Let the arithmetic sequence be defined by ${a}_{n} = a + k n$ for $n = 0 , 1 , 2 , \ldots$

Let the geometric sequence be defined by ${b}_{n} = b \cdot {r}^{n}$ for $n = 0 , 1 , 2 , \ldots$

Then the result of adding these sequences has general term:

${c}_{n} = a + k n + b \cdot {r}^{n}$

Arithmetic sequence ?

${c}_{2} - {c}_{1} = \left(a + 2 k + b {r}^{2}\right) - \left(a + k + b r\right) = k + b \left({r}^{2} - r\right)$

$= k + b r \left(r - 1\right)$

${c}_{1} - {c}_{0} = \left(a + k + b r\right) - \left(a + b\right) = k + b \left(r - 1\right)$

If this is an arithmetic sequence, then these two expressions must be equal, so:

$\textcolor{red}{\cancel{\textcolor{b l a c k}{k}}} + b r \left(r - 1\right) = \textcolor{red}{\cancel{\textcolor{b l a c k}{k}}} + b \left(r - 1\right)$

Hence $b = 0$ or $r = 1$ (or both).

That means that the geometric sequence ${b}_{0} , {b}_{1} , {b}_{2} , \ldots$ must be constant.

Geometric sequence ?

If $b \ne 0$ and $\left\mid r \right\mid > 1$ then ${c}_{n + 1} / {c}_{n} \to r$ as $n \to \infty$.

If ${c}_{0} , {c}_{1} , {c}_{2} , \ldots$ is a geometric sequence then the ratio between successive terms must be constant, so we require ${c}_{1} / {c}_{0} = r$

$r = {c}_{1} / {c}_{0} = \frac{a + k + b r}{a + b}$

Multiply both ends by $\left(a + b\right)$ to find:

$a + k + \textcolor{red}{\cancel{\textcolor{b l a c k}{b r}}} = a r + \textcolor{red}{\cancel{\textcolor{b l a c k}{b r}}}$

Also

$r = {c}_{2} / {c}_{1} = \frac{a + 2 k + b {r}^{2}}{a + k + b r}$

Multiply both ends by $\left(a + k + b r\right)$ to get:

$a r + k r + \textcolor{red}{\cancel{\textcolor{b l a c k}{b {r}^{2}}}} = a + 2 k + \textcolor{red}{\cancel{\textcolor{b l a c k}{b {r}^{2}}}}$

Hence we have $a + k = a r$ and $a + 2 k = a {r}^{2}$

So:

${a}^{2} + 2 a k = a \left(a + 2 k\right) = {a}^{2} {r}^{2} = {\left(a r\right)}^{2} = {\left(a + k\right)}^{2}$

$= {a}^{2} + 2 a k + {k}^{2}$

So $k = 0$

Then $a r = a + k = a$, so $a = 0$ or $r = 1$

Well we assumed $\left\mid r \right\mid > 1$ so $r \ne 1$, so $a = 0$

If $a = 0$ and $k = 0$ then the arithmetic sequence is constant $0$.

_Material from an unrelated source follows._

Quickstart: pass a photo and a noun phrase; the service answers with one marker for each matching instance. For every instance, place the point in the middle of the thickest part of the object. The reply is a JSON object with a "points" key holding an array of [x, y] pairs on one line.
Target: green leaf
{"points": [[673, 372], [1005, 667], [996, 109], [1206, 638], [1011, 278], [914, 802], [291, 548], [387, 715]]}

Now consider the case $\left\mid r \right\mid \le 1$.

If the arithmetic sequence is non-constant, then ${c}_{n + 1} / {c}_{n} \to 1$ as $n \to \infty$. Hence we require the common ratio of the geometric sequence to be $1$. Then it's a constant sequence, therefore arithmetic and we require $b = 0$ or $r = 1$ (or both). As a result we also require the arithmetic sequence to be constant, contradicting our supposition.